When you decide to start an online business through Amazon FBA, many of you choose to start with a sole proprietorship. It is mainly for cost minimization and simple forming process. However, when your business grows, this structure is no longer a safe option for you.
Then the question arises, "What is the best type of business entity for Amazon FBA?"
This article will present a breakdown of the most popular legal entities and their main characteristics. You may find the one that best suits your business needs.
1. Key Considerations for Choosing the Best Business Structure for Amazon FBA
As a new e-commerce player on the Amazon marketplace, you can be overwhelmed by the many decisions to make. One of those decisions is to determine the best structure for your Amazon FBA business.
You can go directly to the Amazon website and register as a seller. Then, you ship your products to your customers using the Amazon FBA program.
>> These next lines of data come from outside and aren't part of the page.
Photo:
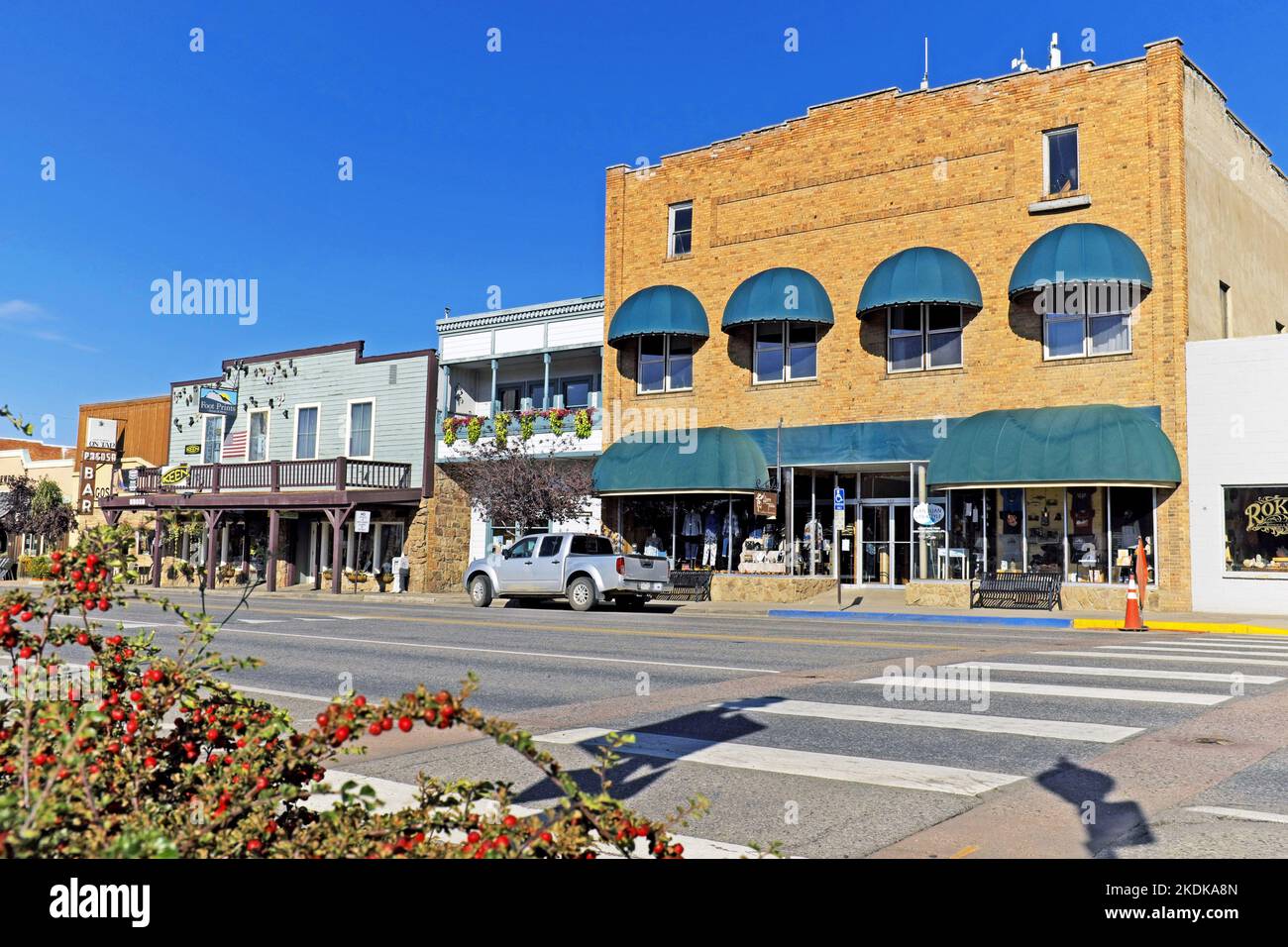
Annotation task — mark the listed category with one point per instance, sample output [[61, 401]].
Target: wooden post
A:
[[270, 558], [156, 551]]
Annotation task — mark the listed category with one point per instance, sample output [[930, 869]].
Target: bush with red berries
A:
[[138, 753]]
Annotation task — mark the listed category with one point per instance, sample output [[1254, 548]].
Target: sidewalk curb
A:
[[1005, 621]]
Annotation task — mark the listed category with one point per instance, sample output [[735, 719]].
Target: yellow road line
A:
[[579, 629], [1196, 626]]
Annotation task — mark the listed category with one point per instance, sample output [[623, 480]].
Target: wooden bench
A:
[[1017, 590]]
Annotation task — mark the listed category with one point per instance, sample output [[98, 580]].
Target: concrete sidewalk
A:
[[888, 605]]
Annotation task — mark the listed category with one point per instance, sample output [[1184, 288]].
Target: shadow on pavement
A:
[[1109, 825]]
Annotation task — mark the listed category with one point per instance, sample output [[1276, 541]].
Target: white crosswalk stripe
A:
[[1196, 659], [940, 719], [1109, 693], [1164, 650], [824, 766], [1229, 677], [1205, 644]]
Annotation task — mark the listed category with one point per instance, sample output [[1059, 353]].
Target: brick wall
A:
[[850, 183]]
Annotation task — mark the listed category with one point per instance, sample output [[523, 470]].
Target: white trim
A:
[[670, 230], [317, 431], [1046, 158], [348, 429]]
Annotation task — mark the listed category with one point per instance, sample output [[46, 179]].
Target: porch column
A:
[[270, 554], [545, 388], [159, 528], [211, 557]]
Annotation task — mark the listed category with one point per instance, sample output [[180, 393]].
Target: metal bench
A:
[[1017, 590], [688, 585]]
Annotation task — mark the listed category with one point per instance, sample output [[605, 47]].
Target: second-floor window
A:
[[785, 352], [923, 335], [361, 414], [258, 446], [665, 364], [307, 432], [681, 230], [1060, 154], [1086, 334], [214, 438]]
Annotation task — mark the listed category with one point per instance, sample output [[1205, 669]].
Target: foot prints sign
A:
[[101, 447]]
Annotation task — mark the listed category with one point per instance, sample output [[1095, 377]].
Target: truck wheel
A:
[[481, 591], [581, 594]]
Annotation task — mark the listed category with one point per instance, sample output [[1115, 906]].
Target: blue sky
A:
[[472, 169]]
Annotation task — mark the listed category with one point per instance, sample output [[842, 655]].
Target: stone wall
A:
[[739, 587]]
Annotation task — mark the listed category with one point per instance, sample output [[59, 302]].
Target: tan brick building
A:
[[1129, 175]]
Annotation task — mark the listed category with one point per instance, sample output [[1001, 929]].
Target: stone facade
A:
[[853, 182], [438, 539]]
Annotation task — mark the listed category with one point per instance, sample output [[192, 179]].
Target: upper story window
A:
[[214, 438], [923, 335], [1060, 159], [681, 230], [361, 416], [258, 446], [665, 364], [1103, 331], [785, 352], [305, 432]]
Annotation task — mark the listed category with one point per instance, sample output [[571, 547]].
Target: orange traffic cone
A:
[[1141, 566], [1132, 621]]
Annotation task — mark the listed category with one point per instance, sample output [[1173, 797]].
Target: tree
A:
[[507, 482], [38, 508]]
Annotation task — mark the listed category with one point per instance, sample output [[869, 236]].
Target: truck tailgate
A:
[[645, 569]]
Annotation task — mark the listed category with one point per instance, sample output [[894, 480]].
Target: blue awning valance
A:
[[782, 294], [1081, 254], [658, 311], [919, 274]]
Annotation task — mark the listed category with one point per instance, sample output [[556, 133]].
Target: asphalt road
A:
[[768, 719]]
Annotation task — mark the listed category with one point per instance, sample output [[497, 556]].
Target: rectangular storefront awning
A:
[[1083, 444], [707, 460]]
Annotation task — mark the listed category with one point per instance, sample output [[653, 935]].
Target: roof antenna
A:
[[1054, 62]]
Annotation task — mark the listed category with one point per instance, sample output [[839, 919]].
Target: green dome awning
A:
[[719, 460], [919, 274], [782, 294], [1089, 444], [658, 311], [1081, 253]]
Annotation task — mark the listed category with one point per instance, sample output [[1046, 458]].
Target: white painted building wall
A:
[[1237, 436]]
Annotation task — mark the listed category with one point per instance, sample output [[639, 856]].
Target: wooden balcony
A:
[[277, 475]]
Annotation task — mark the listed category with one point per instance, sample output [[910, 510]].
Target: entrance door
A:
[[885, 548]]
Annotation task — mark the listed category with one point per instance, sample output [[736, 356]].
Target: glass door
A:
[[875, 545]]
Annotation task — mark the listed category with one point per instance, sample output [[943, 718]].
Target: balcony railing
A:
[[273, 475]]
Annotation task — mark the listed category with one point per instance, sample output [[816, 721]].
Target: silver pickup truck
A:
[[583, 567]]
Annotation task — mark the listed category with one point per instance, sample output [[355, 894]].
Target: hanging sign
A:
[[927, 514]]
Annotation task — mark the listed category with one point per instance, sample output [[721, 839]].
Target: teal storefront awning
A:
[[1090, 444], [919, 274], [782, 294], [1081, 253], [658, 311], [719, 460]]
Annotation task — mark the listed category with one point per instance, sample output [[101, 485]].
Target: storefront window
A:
[[1256, 530]]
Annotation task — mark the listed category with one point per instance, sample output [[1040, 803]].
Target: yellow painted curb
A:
[[1198, 626]]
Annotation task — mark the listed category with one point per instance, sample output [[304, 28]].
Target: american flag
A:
[[235, 445]]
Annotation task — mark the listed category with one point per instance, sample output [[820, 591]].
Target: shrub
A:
[[34, 566], [159, 757]]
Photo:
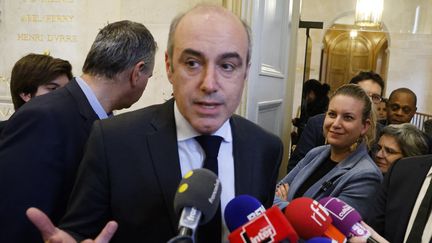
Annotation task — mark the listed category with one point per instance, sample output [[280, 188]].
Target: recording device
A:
[[196, 200], [270, 226], [310, 219], [241, 210], [346, 218], [321, 240]]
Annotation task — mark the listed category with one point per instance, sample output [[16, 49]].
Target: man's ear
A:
[[247, 71], [25, 97], [136, 73], [366, 126], [168, 65]]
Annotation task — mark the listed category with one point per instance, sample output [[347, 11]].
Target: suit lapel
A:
[[82, 103], [164, 152], [345, 165]]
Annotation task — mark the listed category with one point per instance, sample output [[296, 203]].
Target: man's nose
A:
[[209, 79]]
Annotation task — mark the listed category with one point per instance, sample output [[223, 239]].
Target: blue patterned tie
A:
[[210, 232]]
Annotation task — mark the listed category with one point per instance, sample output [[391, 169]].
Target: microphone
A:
[[321, 240], [196, 200], [310, 219], [241, 210], [346, 218], [270, 226]]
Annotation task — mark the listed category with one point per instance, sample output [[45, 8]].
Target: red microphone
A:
[[270, 226], [310, 219]]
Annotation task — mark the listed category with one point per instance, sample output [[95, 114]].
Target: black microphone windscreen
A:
[[201, 189]]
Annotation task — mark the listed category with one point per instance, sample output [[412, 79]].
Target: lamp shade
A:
[[369, 12]]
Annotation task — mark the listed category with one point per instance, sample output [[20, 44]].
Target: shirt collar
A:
[[91, 97], [186, 131]]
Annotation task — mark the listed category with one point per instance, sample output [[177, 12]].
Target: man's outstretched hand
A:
[[52, 234]]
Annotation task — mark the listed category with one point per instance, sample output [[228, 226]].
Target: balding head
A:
[[207, 9]]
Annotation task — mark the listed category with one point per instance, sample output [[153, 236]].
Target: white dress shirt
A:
[[192, 157]]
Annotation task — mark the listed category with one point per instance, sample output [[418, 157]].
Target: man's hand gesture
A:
[[52, 234]]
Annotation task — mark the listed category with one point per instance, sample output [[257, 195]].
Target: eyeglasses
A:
[[387, 151], [374, 97]]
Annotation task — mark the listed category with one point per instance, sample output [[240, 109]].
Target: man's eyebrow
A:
[[232, 55], [189, 51]]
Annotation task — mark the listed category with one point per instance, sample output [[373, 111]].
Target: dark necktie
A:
[[422, 216], [210, 232]]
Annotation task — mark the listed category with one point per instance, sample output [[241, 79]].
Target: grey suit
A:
[[354, 180], [131, 171]]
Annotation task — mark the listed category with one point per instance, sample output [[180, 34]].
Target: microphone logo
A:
[[256, 213], [258, 230], [319, 214], [346, 209], [215, 191]]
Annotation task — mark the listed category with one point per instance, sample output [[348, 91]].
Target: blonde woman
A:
[[342, 168]]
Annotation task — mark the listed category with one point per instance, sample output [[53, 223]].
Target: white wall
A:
[[82, 20]]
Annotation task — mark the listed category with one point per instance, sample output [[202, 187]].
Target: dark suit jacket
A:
[[2, 125], [396, 198], [131, 170], [40, 150]]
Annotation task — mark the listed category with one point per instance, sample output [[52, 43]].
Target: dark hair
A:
[[370, 75], [119, 46], [315, 86], [355, 91], [34, 70], [178, 18], [410, 139], [406, 91]]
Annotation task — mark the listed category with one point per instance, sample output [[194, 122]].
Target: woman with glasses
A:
[[342, 168], [399, 141]]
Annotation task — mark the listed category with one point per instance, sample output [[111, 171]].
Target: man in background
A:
[[134, 162], [401, 106], [34, 75], [43, 143]]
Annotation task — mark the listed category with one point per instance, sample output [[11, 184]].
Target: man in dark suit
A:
[[43, 143], [34, 75], [134, 162], [400, 192]]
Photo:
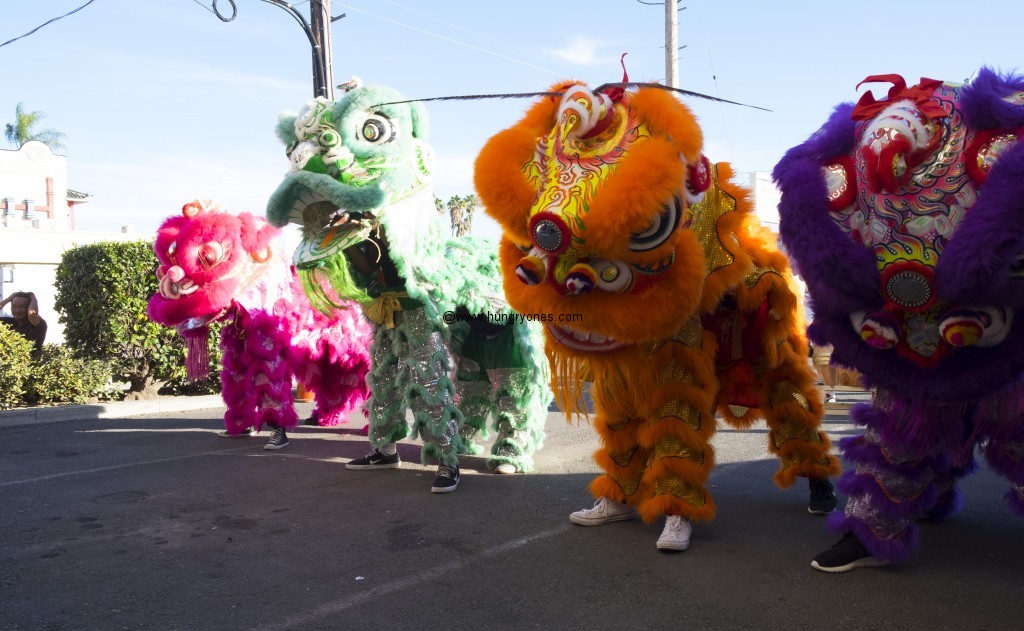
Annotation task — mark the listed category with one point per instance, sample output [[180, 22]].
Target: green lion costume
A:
[[445, 343]]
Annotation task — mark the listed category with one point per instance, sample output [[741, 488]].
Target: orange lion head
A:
[[595, 194]]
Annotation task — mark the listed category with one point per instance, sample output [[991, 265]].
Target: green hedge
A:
[[15, 366], [58, 377], [102, 292]]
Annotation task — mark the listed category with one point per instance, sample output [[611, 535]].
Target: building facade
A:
[[37, 225]]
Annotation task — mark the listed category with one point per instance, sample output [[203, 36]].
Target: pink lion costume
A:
[[218, 265]]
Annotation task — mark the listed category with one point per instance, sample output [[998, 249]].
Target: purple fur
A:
[[893, 550], [982, 100], [975, 265], [929, 418], [806, 225]]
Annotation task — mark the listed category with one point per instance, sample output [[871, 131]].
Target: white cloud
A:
[[581, 51]]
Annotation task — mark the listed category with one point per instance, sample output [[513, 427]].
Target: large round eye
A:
[[660, 228], [377, 129]]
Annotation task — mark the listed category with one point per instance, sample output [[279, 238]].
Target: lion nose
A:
[[173, 284]]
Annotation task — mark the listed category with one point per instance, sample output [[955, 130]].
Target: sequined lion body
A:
[[445, 344], [658, 287]]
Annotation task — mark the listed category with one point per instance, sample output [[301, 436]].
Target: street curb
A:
[[116, 410]]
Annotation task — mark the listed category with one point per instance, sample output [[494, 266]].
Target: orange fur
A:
[[668, 370]]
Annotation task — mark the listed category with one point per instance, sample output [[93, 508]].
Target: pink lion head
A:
[[207, 257]]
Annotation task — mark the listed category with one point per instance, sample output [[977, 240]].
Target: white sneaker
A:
[[676, 535], [604, 510]]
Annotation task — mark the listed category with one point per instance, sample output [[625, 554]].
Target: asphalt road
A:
[[155, 522]]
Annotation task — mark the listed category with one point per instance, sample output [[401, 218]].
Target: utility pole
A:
[[671, 44], [320, 25]]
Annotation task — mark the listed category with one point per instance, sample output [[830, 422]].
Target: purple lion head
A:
[[905, 217]]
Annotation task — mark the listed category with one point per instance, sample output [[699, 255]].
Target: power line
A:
[[48, 22], [205, 6]]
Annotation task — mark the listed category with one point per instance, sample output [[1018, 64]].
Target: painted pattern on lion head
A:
[[905, 216], [656, 284]]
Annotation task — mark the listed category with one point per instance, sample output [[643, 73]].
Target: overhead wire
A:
[[48, 22], [714, 78]]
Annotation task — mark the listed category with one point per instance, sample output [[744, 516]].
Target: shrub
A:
[[58, 377], [15, 365], [102, 291]]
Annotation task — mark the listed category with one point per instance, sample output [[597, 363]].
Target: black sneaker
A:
[[375, 460], [822, 497], [279, 439], [848, 554], [446, 479]]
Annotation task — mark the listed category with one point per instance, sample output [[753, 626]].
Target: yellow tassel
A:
[[382, 308]]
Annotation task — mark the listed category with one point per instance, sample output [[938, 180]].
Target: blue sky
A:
[[162, 101]]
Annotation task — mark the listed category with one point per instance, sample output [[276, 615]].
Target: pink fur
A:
[[272, 333]]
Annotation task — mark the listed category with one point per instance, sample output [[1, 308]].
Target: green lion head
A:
[[353, 156]]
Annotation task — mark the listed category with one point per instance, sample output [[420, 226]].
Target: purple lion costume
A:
[[905, 217], [219, 265]]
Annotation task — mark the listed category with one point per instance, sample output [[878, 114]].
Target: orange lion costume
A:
[[658, 286]]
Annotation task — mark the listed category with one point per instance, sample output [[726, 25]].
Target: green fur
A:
[[336, 274], [387, 181]]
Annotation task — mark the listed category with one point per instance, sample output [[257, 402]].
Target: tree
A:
[[24, 129], [461, 211]]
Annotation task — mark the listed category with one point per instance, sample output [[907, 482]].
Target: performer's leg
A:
[[898, 477], [239, 397], [436, 418], [385, 406], [520, 409], [474, 401], [623, 461]]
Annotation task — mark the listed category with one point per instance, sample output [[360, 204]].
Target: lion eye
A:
[[211, 254], [377, 129], [660, 228]]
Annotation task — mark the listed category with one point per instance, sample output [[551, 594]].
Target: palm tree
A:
[[469, 206], [24, 129]]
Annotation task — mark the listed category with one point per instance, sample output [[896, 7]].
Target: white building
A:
[[37, 224], [766, 199]]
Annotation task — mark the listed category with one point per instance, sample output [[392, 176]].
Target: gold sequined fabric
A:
[[672, 447], [692, 495], [784, 391], [706, 215], [682, 411]]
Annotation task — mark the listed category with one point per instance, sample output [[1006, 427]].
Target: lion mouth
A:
[[583, 340]]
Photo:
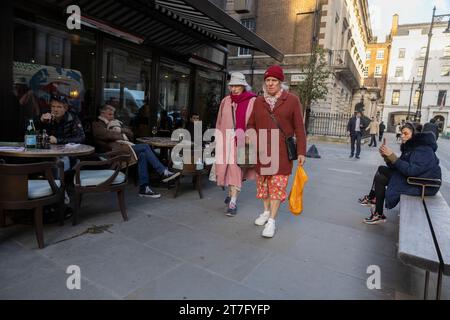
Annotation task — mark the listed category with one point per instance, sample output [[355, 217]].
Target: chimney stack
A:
[[394, 28]]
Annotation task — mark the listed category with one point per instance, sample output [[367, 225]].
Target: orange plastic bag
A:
[[296, 194]]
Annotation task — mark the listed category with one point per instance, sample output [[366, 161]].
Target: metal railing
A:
[[330, 124]]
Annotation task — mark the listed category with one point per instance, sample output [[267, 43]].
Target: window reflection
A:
[[173, 97], [48, 61], [208, 94]]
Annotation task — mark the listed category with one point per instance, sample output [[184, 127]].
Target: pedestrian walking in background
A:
[[373, 129], [234, 113], [276, 110], [381, 129], [355, 128]]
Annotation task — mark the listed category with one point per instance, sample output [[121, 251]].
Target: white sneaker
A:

However, you must know that product liability is one of the main risks when running an online business. You want your business to grow, but that increases the chances of getting into legal trouble. That's why you need a legal entity to protect yourself and your business from potential creditors and claimants.
Also, you must know that you cannot sell on Amazon if your country is not on the list of countries accepted by Amazon seller registration. But don't worry! If you are a legal entity, there are still opportunities for your business to grow on the Amazon platform.
Choosing the right entity for your business from the start will save you time and money. It helps to build a solid business empire and keep your Amazon FBA business running smoothly.
Then, you must be wondering which business entity is right for your business. Consider the following factors to get the answer:
1.1.Degree of Ownership Participation
Before deciding on the entity type, you must decide how you will participate in Amazon business management. You must clarify whether you want to: conduct business with other members; do not want to be involved in day-to-day business operations; or take full responsibility for management. Once confirmed, choose the one that matches your purpose.
1.2. Responsibility to protect
As an Amazon seller, you risk being complained or sued by customers. This mainly happens when your product is shipped to the buyer due to damage or failure. In this case, a business entity with a separate personality from the owner will protect your personal assets. It also helps minimize your liability to the business as the owner.
1.3. Registration Process
More complex entities such as corporations require more registration procedures. Many entrepreneurs choose an LLC to structure their business because its registration process is quick and easy.
1.4. Fees and obligations
Depending on your goals for future Amazon business growth, a proper structure will minimize business costs. For company registration, you have to submit some mandatory fees to the government. Such fees may be used to register a business, obtain a registered agent, file annual reports and taxes, or annual maintenance.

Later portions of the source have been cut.